Беатрис же ждала, не без коварства, результатов репортерской работы Эдуара. Она дошла до того, что стала надоедать ему пустыми выспренними фразами вроде: «Искусство – это жизнь. Каждый актер несет в себе своего двойника, который одновременно есть все лучшее и все худшее в нем» – и прочими благоглупостями в этом же роде. Но она произносила всю эту белиберду так серьезно, чуть ли не настаивая на том, чтобы он все это записал, что Эдуар, ошеломленный и растерянный, порой спрашивал себя, уж не является ли его очаровательная возлюбленная полной идиоткой. Или… совсем напротив, она раскусила его обман и, не желая участвовать в этой комедии, просто издевается над ним; при этой мысли неприятный холодок пробегал у него по спине, и ему становилось страшно. Но он был далек от истины: Беатрис искренне верила в статью и хотела подать себя как можно интереснее. Ей нравилось доводить высокопарность своих высказываний до абсурда, она надеялась, что Эдуар начнет ругать ее и это поможет ей найти верный тон. Но так как он ни разу бровью не повел, она пришла к мысли, что никакая глупость, исходящая от нее, его не удивляет, поскольку он держит ее за слабоумную, и разозлилась. Она не сомневалась в его любви и в его желании (обычно в мужчинах ей хватало и этого, но тут ей почему-то вдруг захотелось еще и уважения. Уважение если и входило в шкалу чувств, испытываемых Эдуаром по отношению к Беатрис, то стояло на последнем месте. Ценностью Беатрис как личности он интересовался столько же, сколько завзятый наркоман молекулярным составом морфия). Так что в результате между ними возникло напряжение на грани ссоры, которое никак не входило в планы Эдуара, затеявшего все это как раз для того, чтобы наладить отношения с Беатрис, а вместо этого только разозлил ее. Развязка последовала в субботу вечером.

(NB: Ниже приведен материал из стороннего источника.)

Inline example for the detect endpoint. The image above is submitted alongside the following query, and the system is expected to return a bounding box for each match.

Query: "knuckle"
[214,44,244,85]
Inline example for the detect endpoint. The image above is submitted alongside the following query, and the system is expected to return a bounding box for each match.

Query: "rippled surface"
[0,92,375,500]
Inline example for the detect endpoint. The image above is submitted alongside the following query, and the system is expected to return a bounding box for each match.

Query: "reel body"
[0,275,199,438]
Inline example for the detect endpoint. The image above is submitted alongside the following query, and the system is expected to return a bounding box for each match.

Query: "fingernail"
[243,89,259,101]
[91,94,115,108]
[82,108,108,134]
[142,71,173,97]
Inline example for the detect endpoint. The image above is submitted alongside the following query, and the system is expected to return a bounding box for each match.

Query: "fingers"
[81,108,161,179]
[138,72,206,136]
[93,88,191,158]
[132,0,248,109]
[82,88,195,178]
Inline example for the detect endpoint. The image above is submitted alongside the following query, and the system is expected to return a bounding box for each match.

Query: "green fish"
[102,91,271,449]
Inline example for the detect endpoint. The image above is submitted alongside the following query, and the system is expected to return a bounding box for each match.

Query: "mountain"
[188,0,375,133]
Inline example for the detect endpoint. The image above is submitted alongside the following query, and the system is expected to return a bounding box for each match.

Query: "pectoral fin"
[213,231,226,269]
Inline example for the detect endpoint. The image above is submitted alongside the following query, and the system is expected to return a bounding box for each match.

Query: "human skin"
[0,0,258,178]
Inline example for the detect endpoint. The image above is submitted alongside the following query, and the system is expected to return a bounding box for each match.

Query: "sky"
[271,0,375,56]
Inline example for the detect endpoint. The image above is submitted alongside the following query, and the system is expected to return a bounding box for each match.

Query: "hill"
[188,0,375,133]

Беатрис, у которой на следующий день не было съемок, забыв всякие эстетические каноны, много пила; когда это случалось, она чувствовала непреодолимое желание говорить правду, столь непреодолимое, сколь и пагубное. Они сидели в маленькой гостиной отеля совершенно одни, поскольку Никола уехал соблазнять очередную статистку.
– Ты даже не спросил меня, – вдруг сказала Беатрис, – почему я решила стать актрисой?
Эдуар, забыв о своей роли журналиста, вздрогнул:
– Это правда, я и в самом деле никогда тебя об этом не спрашивал… и почему же ты это решила?